La ley vigente de delitos informáticos en Chile (ley 19.223) tiene casi 30 años. En informática y en tecnología en general, una ley que tiene 30 años es una antigüedad, casi algo prehistórico. La necesidad para Chile de una nueva ley sobre los delitos informáticos es doble. Primero, hay que modernizar la ley existente para poder tomar en cuenta nuevos tipos de delitos que no existían en el año 1993 y que aún no están tipificados en la ley 19.223.

La segunda razón por la cual Chile debe tener una nueva ley de delitos informáticos es que Chile entró en el acuerdo de Budapest en 2018. Este acuerdo permite a los países miembros intercambiar informaciones de ciberseguridad y cooperar a nivel penal para la lucha en contra de la ciberdelincuencia. En este marco, Chile debía actualizar y modernizar su ley sobre los ciberdelitos para estar alineado con los otros países miembros de este convenio.

En una ley de ciberdelitos, es importante definir cuáles son los delitos que pueden existir en el ciberespacio. Para eso, se debe definir cuáles son los actores en este espacio. Por ejemplo, es necesario especificar qué es un sistema informático, para no dejar fuera algunos sistemas que siguen siendo análogos y no digitales. Es necesario definir la noción de datos, y especialmente de datos personales y las acciones que constituyen un delito en la manipulación de estos datos (filtración, modificación no autorizada, etc…). Por otro lado, la ley debe dejar un espacio para la investigación y la innovación en ciberseguridad. No se trata de prohibir todo, sino que controlar lo que se puede hacer y establecer bajo que circunstancias.

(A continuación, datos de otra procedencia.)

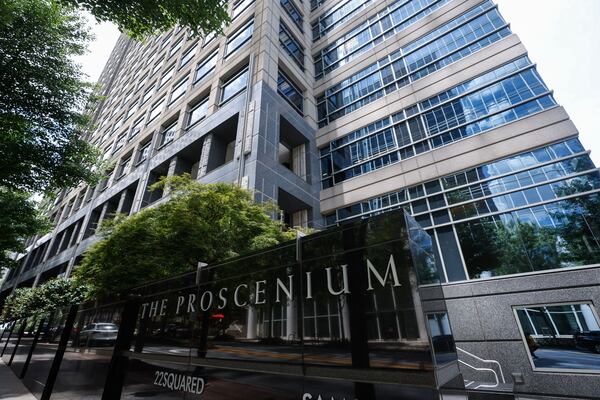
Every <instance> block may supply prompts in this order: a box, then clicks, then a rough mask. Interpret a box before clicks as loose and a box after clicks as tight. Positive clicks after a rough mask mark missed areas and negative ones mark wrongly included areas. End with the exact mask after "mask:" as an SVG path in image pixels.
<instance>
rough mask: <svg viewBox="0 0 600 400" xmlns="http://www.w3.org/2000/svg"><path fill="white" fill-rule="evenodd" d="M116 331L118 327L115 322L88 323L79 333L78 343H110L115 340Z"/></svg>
mask: <svg viewBox="0 0 600 400" xmlns="http://www.w3.org/2000/svg"><path fill="white" fill-rule="evenodd" d="M117 333H119V327H118V326H117V325H115V324H109V323H97V324H90V325H87V326H86V327H85V328H83V330H82V331H81V332H80V333H79V344H80V345H82V346H100V345H111V344H114V343H115V341H116V340H117Z"/></svg>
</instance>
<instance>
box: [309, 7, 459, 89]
mask: <svg viewBox="0 0 600 400" xmlns="http://www.w3.org/2000/svg"><path fill="white" fill-rule="evenodd" d="M449 1H450V0H419V1H405V0H397V1H395V2H394V3H392V4H391V5H390V6H388V7H386V8H384V9H383V10H382V11H381V12H379V13H378V14H377V15H376V16H374V17H372V18H370V19H368V20H367V21H365V22H364V23H362V24H360V25H359V26H357V27H356V28H354V29H353V30H351V31H350V32H348V33H346V34H345V35H344V36H342V37H340V38H339V39H337V40H335V41H334V42H333V43H331V44H329V45H328V46H326V47H324V48H323V49H322V50H321V51H319V53H318V54H317V55H316V56H315V71H316V72H317V73H316V78H317V79H319V78H321V77H322V76H323V75H325V74H328V73H330V72H332V71H333V70H334V69H336V68H339V67H340V66H342V65H344V64H346V63H348V62H349V61H350V60H352V59H354V58H356V57H358V56H360V55H361V54H363V53H365V52H367V51H369V50H370V49H372V48H373V47H375V46H376V45H378V44H380V43H382V42H383V41H386V40H388V39H389V38H391V37H392V36H393V35H395V34H397V33H399V32H401V31H402V30H404V29H406V28H407V27H408V26H410V25H412V24H414V23H415V22H417V21H419V20H420V19H423V18H425V17H426V16H427V15H429V14H431V13H432V12H433V11H435V10H437V9H439V8H440V7H442V6H443V5H445V4H446V3H448V2H449ZM390 17H391V18H390ZM323 21H324V20H322V22H323ZM323 28H325V30H327V27H323V26H320V24H318V23H317V24H315V25H313V35H316V36H315V37H318V36H319V35H320V34H321V33H320V32H319V31H320V29H323Z"/></svg>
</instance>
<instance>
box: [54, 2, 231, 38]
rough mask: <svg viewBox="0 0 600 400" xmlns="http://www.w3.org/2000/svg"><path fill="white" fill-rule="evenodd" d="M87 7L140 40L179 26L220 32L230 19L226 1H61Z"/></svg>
mask: <svg viewBox="0 0 600 400" xmlns="http://www.w3.org/2000/svg"><path fill="white" fill-rule="evenodd" d="M59 1H60V2H61V3H63V4H67V5H71V6H75V7H79V8H83V9H86V10H88V11H90V12H91V13H92V15H94V16H95V17H96V19H98V20H100V21H110V22H113V23H115V24H116V25H117V26H118V27H119V29H120V30H121V31H122V32H127V33H128V34H129V35H130V36H131V37H134V38H137V39H141V38H143V37H145V36H149V35H152V34H157V33H160V32H164V31H167V30H169V29H171V28H172V27H174V26H175V25H179V26H182V27H186V28H188V29H190V31H192V33H194V34H209V33H211V32H215V31H216V32H219V31H221V29H222V27H223V24H224V23H226V22H229V14H228V13H227V1H225V0H161V1H156V0H59Z"/></svg>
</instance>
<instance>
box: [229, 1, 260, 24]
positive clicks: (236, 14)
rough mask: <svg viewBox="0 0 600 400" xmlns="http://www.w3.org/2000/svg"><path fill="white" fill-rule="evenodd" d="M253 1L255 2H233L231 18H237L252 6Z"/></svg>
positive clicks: (231, 18) (231, 11)
mask: <svg viewBox="0 0 600 400" xmlns="http://www.w3.org/2000/svg"><path fill="white" fill-rule="evenodd" d="M252 3H254V0H236V1H235V2H234V3H233V10H232V11H231V20H234V19H236V18H237V17H238V16H239V15H240V14H242V13H243V12H244V11H245V10H246V9H247V8H248V7H250V5H251V4H252Z"/></svg>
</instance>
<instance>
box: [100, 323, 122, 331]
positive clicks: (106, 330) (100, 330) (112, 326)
mask: <svg viewBox="0 0 600 400" xmlns="http://www.w3.org/2000/svg"><path fill="white" fill-rule="evenodd" d="M96 329H98V330H99V331H114V330H117V326H116V325H115V324H98V325H96Z"/></svg>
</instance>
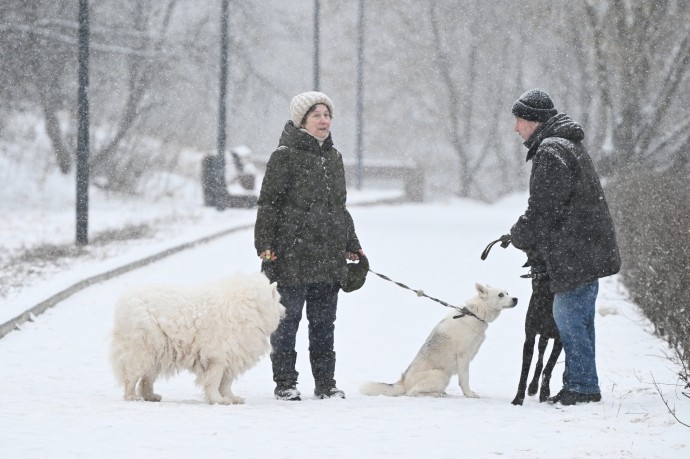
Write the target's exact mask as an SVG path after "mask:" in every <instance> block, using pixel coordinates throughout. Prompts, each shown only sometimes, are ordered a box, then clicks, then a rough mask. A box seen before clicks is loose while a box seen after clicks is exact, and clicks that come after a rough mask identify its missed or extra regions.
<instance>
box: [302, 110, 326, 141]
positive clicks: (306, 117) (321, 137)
mask: <svg viewBox="0 0 690 459" xmlns="http://www.w3.org/2000/svg"><path fill="white" fill-rule="evenodd" d="M304 129H306V130H307V132H309V133H310V134H311V135H313V136H314V137H320V138H322V139H323V138H326V137H328V134H329V133H330V130H331V112H330V111H329V110H328V107H327V106H325V105H324V104H316V105H315V106H314V110H312V111H311V112H310V113H308V114H307V116H306V119H305V121H304Z"/></svg>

En este contexto, es necesario dejar la posibilidad de realizar búsquedas de vulnerabilidades, sin generar perturbación al funcionamiento de un sistema informático, con el objetivo de poder informar a su titular de las fallas encontradas para que pueda mejorar el nivel de ciberseguridad de sus sistemas y así evitar ataques. Contar con este tipo análisis permite disminuir eventos como el ataque a la Clave Única.

Este proyecto de ley es un gran avance para Chile en el tema de la ciberseguridad. Sin embargo, muchos de los expertos en ciberseguridad esperaban una propuesta un poco más ambiciosa y moderna. El proyecto no contempla algunos problemas actuales en ciberseguridad. Por ejemplo, si una inteligencia artificial comete un ataque a un sistema informático, ¿quién es el responsable del ataque? ¿La persona que la usa, pero que eventualmente no la controla, el desarrollador de esta IA, el que distribuye el software? Son preguntas que surgen por ejemplo cuando un auto mata a alguien en la carretera, y el auto estaba en modo de manejo automático. Este mismo tipo de problema podría surgir rápidamente en ciberseguridad.

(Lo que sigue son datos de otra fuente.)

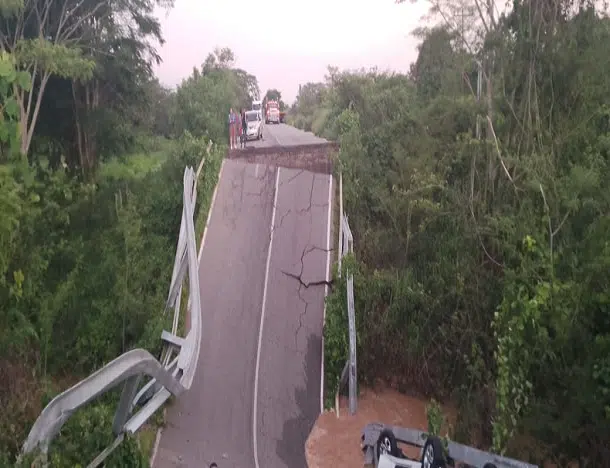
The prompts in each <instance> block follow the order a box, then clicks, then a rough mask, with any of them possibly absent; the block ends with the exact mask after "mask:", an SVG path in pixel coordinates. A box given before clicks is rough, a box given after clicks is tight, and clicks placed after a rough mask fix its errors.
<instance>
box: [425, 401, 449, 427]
mask: <svg viewBox="0 0 610 468" xmlns="http://www.w3.org/2000/svg"><path fill="white" fill-rule="evenodd" d="M426 419H427V421H428V428H427V431H428V434H432V435H435V436H440V435H441V429H442V427H443V424H444V422H445V417H444V416H443V410H442V408H441V405H439V403H438V402H437V401H436V400H435V399H434V398H433V399H432V400H430V403H429V404H428V405H426Z"/></svg>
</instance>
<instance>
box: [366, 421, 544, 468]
mask: <svg viewBox="0 0 610 468" xmlns="http://www.w3.org/2000/svg"><path fill="white" fill-rule="evenodd" d="M361 442H362V451H363V454H364V463H365V465H367V466H368V465H373V466H375V467H376V468H449V467H462V468H538V467H537V466H536V465H531V464H529V463H525V462H522V461H518V460H513V459H511V458H507V457H502V456H500V455H495V454H493V453H489V452H484V451H482V450H479V449H476V448H473V447H468V446H467V445H462V444H458V443H455V442H452V441H448V442H446V443H445V442H444V441H443V440H442V439H440V438H439V437H436V436H431V435H428V434H426V433H425V432H422V431H418V430H417V429H409V428H404V427H398V426H386V425H384V424H381V423H371V424H367V425H366V426H365V427H364V429H363V431H362V436H361ZM399 442H401V443H403V444H407V445H411V446H414V447H420V448H421V451H420V457H419V458H417V459H411V458H409V457H407V456H406V455H405V454H404V453H403V451H402V450H401V449H400V447H399V446H398V443H399Z"/></svg>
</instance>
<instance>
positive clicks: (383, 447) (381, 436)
mask: <svg viewBox="0 0 610 468" xmlns="http://www.w3.org/2000/svg"><path fill="white" fill-rule="evenodd" d="M376 448H377V458H379V457H380V456H381V455H382V454H384V453H385V454H388V455H391V456H393V457H397V456H398V442H396V437H395V436H394V433H393V432H392V431H391V430H389V429H384V430H383V431H381V433H380V434H379V438H378V439H377V447H376Z"/></svg>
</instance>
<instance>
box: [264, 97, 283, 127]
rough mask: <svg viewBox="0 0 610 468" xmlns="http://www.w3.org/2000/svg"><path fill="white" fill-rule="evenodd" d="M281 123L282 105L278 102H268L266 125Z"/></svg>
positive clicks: (266, 112) (266, 118)
mask: <svg viewBox="0 0 610 468" xmlns="http://www.w3.org/2000/svg"><path fill="white" fill-rule="evenodd" d="M270 122H273V123H276V124H279V123H280V104H279V102H277V101H273V100H268V101H267V106H266V113H265V123H270Z"/></svg>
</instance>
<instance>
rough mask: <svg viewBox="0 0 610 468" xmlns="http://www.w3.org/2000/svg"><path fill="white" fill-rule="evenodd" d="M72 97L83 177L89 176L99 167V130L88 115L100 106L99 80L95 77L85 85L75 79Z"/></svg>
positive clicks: (79, 157)
mask: <svg viewBox="0 0 610 468" xmlns="http://www.w3.org/2000/svg"><path fill="white" fill-rule="evenodd" d="M72 97H73V99H74V124H75V127H76V143H77V149H78V158H79V164H80V167H81V172H82V175H83V177H85V178H89V177H91V176H92V175H93V173H94V172H95V168H96V167H97V144H96V143H97V139H96V137H97V132H96V128H95V127H94V126H92V125H89V123H88V117H89V116H90V114H91V113H92V112H94V111H95V110H97V108H98V107H99V102H100V88H99V81H98V80H95V79H94V80H92V81H91V82H88V83H87V84H85V85H81V84H79V83H78V82H76V81H73V82H72Z"/></svg>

Si bien es cierto que esta nueva ley será un gran avance, no resolverá todos los problemas que tiene Chile en la materia. Es indispensable avanzar también en un proyecto de ley de protección de los datos personales, probablemente sobre el modelo del Reglamento de General de Protección de Datos en Europa. La ciberseguridad no es solamente un asunto técnico y legal, es también un problema de comportamiento de las personas. En este sentido, debemos tener una política de educación temprana de los niños y niñas en los colegios para asegurar la seguridad online de nuestros hijos.